At first sight the comparison may seem far-fetched. The crisis of the 17th century was triggered by fundamental differences of opinion concerning religion and the use of Royal prerogative powers, and occurred in an era when people thought and behaved very differently. However, if you compare the areas of England that supported the King with those that voted for Brexit they are startlingly similar. In particular, the South West, Wales, the North and Lincolnshire all supported the King. So did Kent, although it was occupied by Parliament throughout the war. All of these areas voted overwhelmingly for Brexit. In contrast, Parliament’s power base lay in London and the South East, and in various other towns and cities forming part of the ‘new economy’.

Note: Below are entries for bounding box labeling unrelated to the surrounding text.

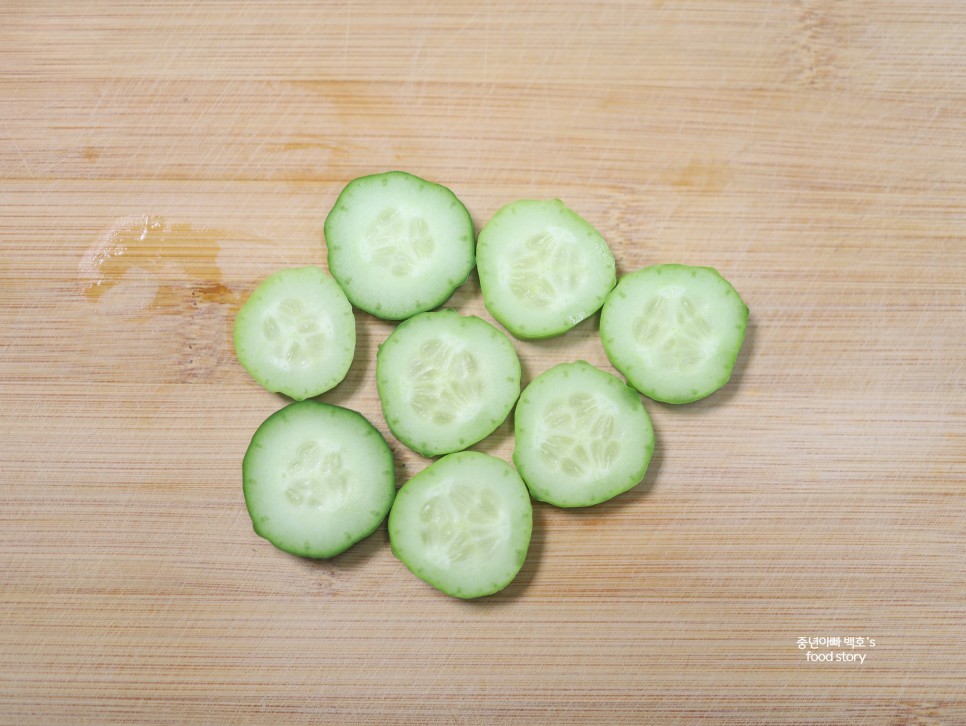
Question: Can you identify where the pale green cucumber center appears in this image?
[631,289,718,373]
[283,439,352,512]
[418,483,509,568]
[409,338,487,426]
[362,207,436,277]
[539,393,620,478]
[262,298,328,368]
[509,227,587,309]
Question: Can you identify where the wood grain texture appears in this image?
[0,0,966,724]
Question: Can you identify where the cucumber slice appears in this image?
[600,265,748,403]
[242,401,396,557]
[389,451,533,598]
[376,310,520,456]
[513,361,654,507]
[234,267,356,401]
[476,199,616,338]
[325,171,476,320]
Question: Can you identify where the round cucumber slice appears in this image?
[389,451,533,598]
[513,361,654,507]
[325,171,476,320]
[376,310,520,456]
[600,264,748,403]
[242,401,396,557]
[234,267,356,401]
[476,199,616,338]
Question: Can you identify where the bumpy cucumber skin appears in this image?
[376,309,523,457]
[600,263,749,405]
[477,199,617,340]
[242,401,396,559]
[232,265,356,401]
[513,360,654,508]
[323,170,476,321]
[388,451,533,600]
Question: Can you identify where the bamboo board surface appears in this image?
[0,0,966,724]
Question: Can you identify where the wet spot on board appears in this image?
[667,160,732,193]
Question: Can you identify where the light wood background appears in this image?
[0,0,966,724]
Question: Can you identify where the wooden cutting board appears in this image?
[0,0,966,724]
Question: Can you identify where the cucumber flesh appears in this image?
[476,199,616,338]
[325,171,476,320]
[600,264,748,403]
[242,401,396,558]
[389,451,533,598]
[234,267,356,401]
[376,310,520,456]
[513,361,654,507]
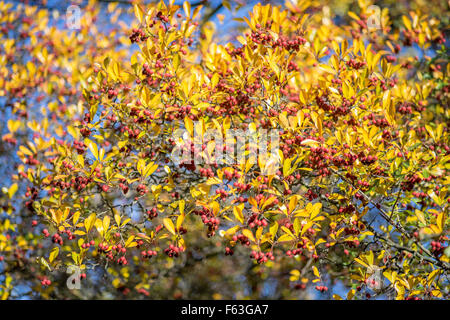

Areas controlled by the King at the start of the civil war in 1642
Areas controlled by the King at the start of the civil war in 1642
Areas with a majority vote for Brexit in the June 2016 referendum
Areas with a majority vote for Brexit in the June 2016 referendum

As with Brexit, this earlier crisis pitched areas of prosperity and change against areas which felt left behind and which burned with resentment at years of dominance by the metropolitan elite. In his book Revel, Riot and Rebellion David Underdown showed the close correlation between areas where puritan elites had destroyed traditional social structures and customs (such as May poles), and areas that subsequently supported the King. A similar map now, showing areas of industrial decline and cultural marginalisation, would probably correlate just as closely with support for Brexit.  Seen in this light the Brexit vote is grounded not only in anger but in nostalgia for an England which is felt to have been lost. Future historians of Brexit might take this emotional response to decades of change led by the metropolitan elite as a useful starting point for their investigations. It has been widely noted how Brexit has divided friends and families along partisan lines and emotionally it certainly does feel like a ‘civil war’, with passionately held opposing viewpoints grounded in entirely different visions of what the country should be.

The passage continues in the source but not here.